Acute pain and opioid analgesia demonstrate inter-individual variability and polygenic influence. In 241 children of African American and 277 of European Caucasian ancestry, we sought to replicate select candidate gene associations with morphine dose and postoperative pain and then to estimate dose prediction limits. Twenty-seven single-nucleotide polymorphisms (SNPs) from nine genes (ABCB1, ARRB2, COMT, DRD2, KCNJ6, MC1R, OPRD1, OPRM1, and UGT2B7) met selection criteria and were analyzed along with TAOK3. Few associations replicated: morphine dose (mcg/kg) in African American children and ABCB1 rs1045642 (A allele, β = -9.30, 95% CI: -17.25 to -1.35, p = 0.02) and OPRM1 rs1799971 (G allele, β = 23.19, 95% CI: 3.27-43.11, p = 0.02); KCNJ6 rs2211843 and high pain in African American subjects (T allele, OR 2.08, 95% CI: 1.17-3.71, p = 0.01) and in congruent European Caucasian pain phenotypes; and COMT rs740603 for high pain in European Caucasian subjects (A allele, OR: 0.69, 95% CI: 0.48-0.99, p = 0.046).
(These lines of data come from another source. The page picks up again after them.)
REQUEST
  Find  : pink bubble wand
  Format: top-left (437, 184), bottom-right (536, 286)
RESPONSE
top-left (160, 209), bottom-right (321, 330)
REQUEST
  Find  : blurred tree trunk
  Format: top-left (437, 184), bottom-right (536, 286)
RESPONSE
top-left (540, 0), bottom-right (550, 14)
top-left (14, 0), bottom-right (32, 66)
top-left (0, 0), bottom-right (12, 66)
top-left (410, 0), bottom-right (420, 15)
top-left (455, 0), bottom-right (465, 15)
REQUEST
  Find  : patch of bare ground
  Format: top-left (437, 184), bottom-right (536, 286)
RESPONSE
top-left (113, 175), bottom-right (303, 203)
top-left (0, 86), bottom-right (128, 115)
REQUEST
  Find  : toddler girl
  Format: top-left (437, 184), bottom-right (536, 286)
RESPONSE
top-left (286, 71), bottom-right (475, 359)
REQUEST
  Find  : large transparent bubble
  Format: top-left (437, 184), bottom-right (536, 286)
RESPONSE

With age, body mass index, and physical status as covariates, simple top SNP candidate gene models could explain theoretical maximums of 24.2% (European Caucasian) and 14.6% (African American) of morphine dose variances.

中文翻译:

儿科日间手术后急性疼痛和吗啡镇痛的候选基因分析:非洲裔美国人与欧洲白种人血统和剂量预测限制。

急性疼痛和阿片类镇痛表现出个体差异和多基因影响。在 241 名非裔美国人和 277 名欧洲白种人血统的儿童中,我们试图复制选择的候选基因与吗啡剂量和术后疼痛的关联,然后估计剂量预测限值。来自九个基因(ABCB1、ARRB2、COMT、DRD2、KCNJ6、MC1R、OPRD1、OPRM1 和 UGT2B7)的 27 个单核苷酸多态性 (SNP) 符合选择标准,并与 TAOK3 一起分析。很少有关联重复:非裔美国儿童的吗啡剂量 (mcg/kg) 和 ABCB1 rs1045642(A 等位基因,β = -9.30,95% CI:-17.25 至 -1.35,p = 0.02)和 OPRM1 rs1799971(G 等位基因,β = 23.19, 95% CI: 3.27-43.11, p = 0.02); KCNJ6 rs2211843 和非裔美国人受试者的高度疼痛(T 等位基因,OR 2.08,95% CI:1.17-3.71,p = 0。01) 和一致的欧洲高加索疼痛表型;和 COMT rs740603 用于欧洲高加索受试者的高痛(A 等位基因,OR:0.69,95% CI:0.48-0.99,p = 0.046)。以年龄、体重指数和身体状况作为协变量,简单的顶级 SNP 候选基因模型可以解释 24.2%(欧洲高加索人)和 14.6%(非洲裔美国人)吗啡剂量差异的理论最大值。